Diana itself showed no real problems looking at the system itself, but when examining the operator log, it became clear that there is a problem: the logfile is filled with messages like:
%%%%%%%%%%%  OPCOM  12-JUN-2009 18:59:03.49  %%%%%%%%%%%
Message from user SYSTEM on DIANA
Event: Frame Check Error from: Node LOCAL:.DIANA CSMA-CD Station CSMACD-0,
        at: 2009-06-12-19:59:03.490+02:00Iinf
        eventUid   18BA7200-5783-11DE-8929-0000F87653E2
        entityUid  EB004904-56DC-11DE-8293-AA0004000154
        streamUid  EE034380-56DC-11DE-8322-AA0004000154

These messages indicate a network problem – a severe one. Mostly related to hardware, like the network card, cable, switch port, or the swittch itself. Or some other machine on the network, pumping badly shaped data over the wire.

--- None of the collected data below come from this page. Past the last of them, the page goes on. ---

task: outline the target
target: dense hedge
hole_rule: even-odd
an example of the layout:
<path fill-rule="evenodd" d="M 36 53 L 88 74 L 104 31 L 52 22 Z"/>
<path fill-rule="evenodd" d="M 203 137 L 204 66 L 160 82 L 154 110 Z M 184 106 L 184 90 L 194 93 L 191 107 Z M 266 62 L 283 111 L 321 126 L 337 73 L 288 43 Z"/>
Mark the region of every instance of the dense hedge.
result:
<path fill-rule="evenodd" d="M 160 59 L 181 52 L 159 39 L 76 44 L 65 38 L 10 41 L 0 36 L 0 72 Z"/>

Access that doesn’t require the network hardware has no trouble at all. But all that goes ‘outside’ and is more than a few bytes in size, won’t get out. Or incomplete – triggering even more messages to appear. As it turned out, all HTTPS access was virtually blocked, as well as any access to larger files (photos!) from the public site would stall.

But what caused it?
It could be the NIC in the system – it’s over 10 years old so a breakdown could well be possible. But a second, more likely culprit, is the switch that links all systems together. Irene – the system in the living room – often marked a drop in network connctivity, that was restored shortly afterwards. Aphrodite – on which I use to listen to Internet Radio while working at the datacenter – does note drops as well. A collegue told me today that this behaviour often indicates the death of a router. And since this is a very cheap one, it woudln’t be a big surprise if NIC and router run out of sync. It could even happen to a single port.

Time to find out.
I do have a free port on the switch to I reconnected Diana to it. And behold: speed is as in the old days. Apart from the fact the connection is now set to half duplex, it works. There still are messages on frame check errors, only when a lot of data is sent at once: like images and large, encrypted pages like Soymail’s index. But at least, I’ll be able to download my mail 😉

Time to get a new router.

New kid on the block
Demeter, the company laptop, has reached it’s moment of retirement. That is: I have purchased it from the company, and got a new one in stead that I’ll use for company work and other usefull things, like studying Linux, for instance.
By request, the system should be called after it’s administrative name: VXLT090409 – I kept that in the description for the ease of system management at the office. I named the system Gudrun, a name from the Saxon mythology (if I’m well informed). Its operating system is Windows Vista Business – and I already have had the oppportunity to question what the hack it’s doing on disk…It’s still in the phase where I’m installing bits and pieces I miss on the system. Quite some of them…

Irene down again
Another problem occurred today: Irene, the system downstairs, started in the set-up screen, and fails to boot – without a warning. I’ll still have to define what’s wrong there, but it certainly doesn’t look good. Well, a replacement is now available: Demeter…..

06-Jun-2009

Maintenance (Revisited)
After I wrote the last entry, I have installed the VMS updates that I had downloaded before. Of course, after backing up the system disk.
Rebooted once – and, as expected, all processes restarted. Like a charm.

Second, I have changed some system parameters: The number of processes has been cut down to about half – the maximal number of processes running on the system is about 60, so keeping over 200 slots is, well, slightly overdone :). I still have to check the T4 statistics, but the impression is it did help.

Still to be done: clean-up and re-organization of the system disk. Backup took a LONG time, there are quite some files that are really big: the web backups, for instance, take a lot of space – and time. These files can be very badly fragmented : I got one that was split into over 7000 fragments….

The webs – kept on my workstation – have been completely written to DVD as an archive. So a real backup of the PUBLIC web is not relly needed: most files are rather static.